A rappeler attempting to access the anchor bolts at the top of Bunny (5.4) used an unknown method to attach their rope to a small pitch pine tree on top of the cliff. (The anchor bolts are 20 feet below the walkable clifftop.) When the rappeler weighted the system, the rope unraveled from the tree and they fell 15 feet to a sloping ledge above the bolts (and far off the ground.) Rangers completed a high-angle rescue to reach the climber and lower them to the carriage road.

One climber was involved in a non-climbing accident that resulted in severe head and back injuries when the hammock they were attempting to enter broke apart. The hammock had been suspended from trees over a steep talus field. Mohonk Preserve rules do not allow hammocks to be attached to trees.

ANALYSIS

Accidents on the Mohonk Preserve dropped 50 percent from the previous climbing season. There are several theoretical explanations for this. Perhaps there were fewer climbers overall (as noted in the statistics that are mentioned above). Perhaps the climbers who decided to come to the Preserve were more conservative in their objectives and risk management or they represented a more experienced segment of the climbing population at large.

One notable observation is that a majority of the incidents in 2020 were the result of climber error.

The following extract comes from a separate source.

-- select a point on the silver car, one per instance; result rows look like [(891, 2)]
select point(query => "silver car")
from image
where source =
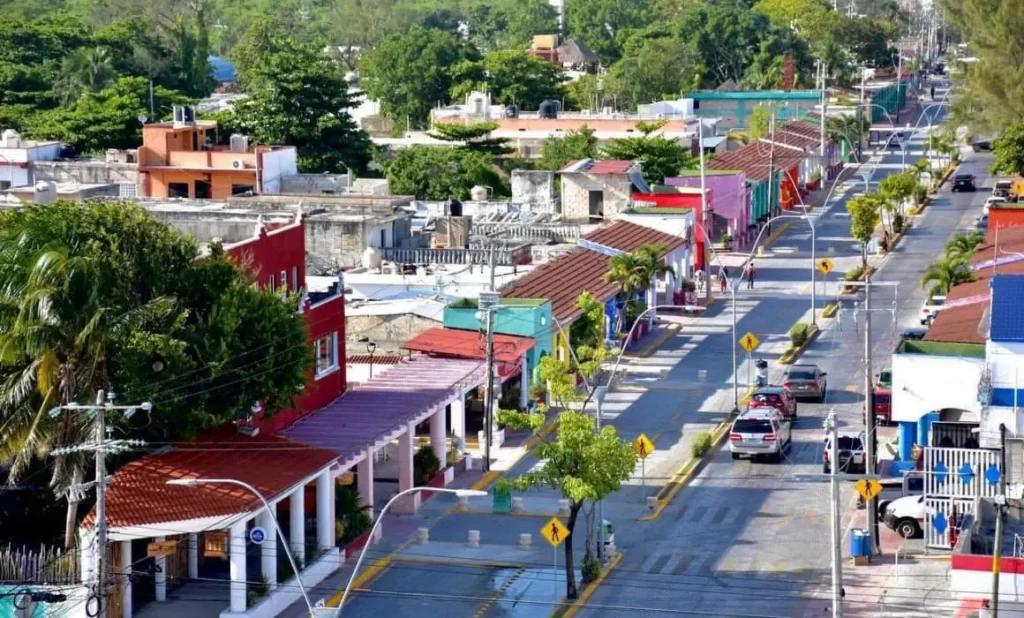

Absent are reports of rockfall-related accidents, and there was only one event that involved environmental dangers (a snakebite). Also absent from years past are stranded climbers who found themselves unprepared or off route.

This overview of the incidents that occurred in the Mohonk Preserve serves as a reminder to stay up to date on the variety of skills necessary to be safe, even in an area with very convenient access. (Source: Mohonk Preserve Rangers, Andrew Bajardi, Chief Ranger.)